Personal details
- Born: March 1940 Anyue County, Sichuan, China
- Died: November 25, 2021 (aged 81) Shanghai, China
- Party: Chinese Communist Party
- Alma mater: Heilongjiang University
- Occupation: Politician, academic

= Wang Liping (politician) =

Chinese politician

Wang Liping (王力平; born March 1940 – November 25, 2021) was a Chinese politician and academic who served as Deputy Secretary of the Shanghai Municipal Committee of the Chinese Communist Party and later as Chairman of the Shanghai Municipal Committee of the Chinese People's Political Consultative Conference. A longtime member of the Chinese Communist Party (CCP), he was also a lecturer in higher education before entering senior municipal leadership.

== Biography ==

Wang Liping was born in March 1940 in Anyue County, Sichuan, China. He enrolled in the Department of Mathematics at Heilongjiang University in July 1961 and graduated in August 1965. Shortly after graduation, he remained at the university as a political instructor. During this period, he also participated in grassroots political work in Suibin County, Heilongjiang, as part of the Socialist Education Movement. He joined the Chinese Communist Party in March 1966.
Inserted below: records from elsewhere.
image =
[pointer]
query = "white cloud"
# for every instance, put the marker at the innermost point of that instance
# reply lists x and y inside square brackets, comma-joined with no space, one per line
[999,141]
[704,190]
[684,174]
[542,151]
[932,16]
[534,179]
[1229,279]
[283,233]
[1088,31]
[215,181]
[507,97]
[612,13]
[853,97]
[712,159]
During the Cultural Revolution, Wang was placed under investigation from 1967 to 1969. He subsequently took part in Party rectification work in rural areas of Heilongjiang Province. In 1971, he undertook further study and work at Beijing Radio Factory No. 3, before returning to Heilongjiang University later that year, where he served as deputy director and academic secretary of the Department of Mathematics.

In 1978, Wang moved to Shanghai and began teaching at the Shanghai Institute of Mechanical Engineering. From 1979 onward, he worked at Shanghai University of Technology, where he served as a lecturer in the Department of Computer Science and later held several administrative posts, including deputy director of the department, deputy director of the Academic Affairs Office, director of the Party Committee Office, and deputy secretary of the university's Party committee.

Wang entered municipal politics in 1985 as Deputy Secretary of the Shanghai Municipal Education and Health Working Party Committee. In 1986, he was appointed Secretary-General of the CCP Shanghai Municipal Committee and later became a member of the Standing Committee of the Shanghai Municipal Party Committee. From 1992 to 1998, he served as Deputy Secretary of the Shanghai Municipal Committee of the CCP and concurrently as Secretary of the Shanghai Political and Legal Affairs Commission.

In 1998, Wang was appointed Chairman of the Shanghai Municipal Committee of the Chinese People's Political Consultative Conference (CPPCC) and Secretary of its Party leadership group, positions he held until February 2003. He was a delegate to the 16th National Congress of the CCP, a member of the 9th National Committee of the CPPCC, and a standing member of the 10th National Committee of the CPPCC. He also served as a member of the 11th Shanghai Municipal People's Congress.

Wang Liping died of illness on November 25, 2021, at Huadong Hospital in Shanghai, at the age of 82.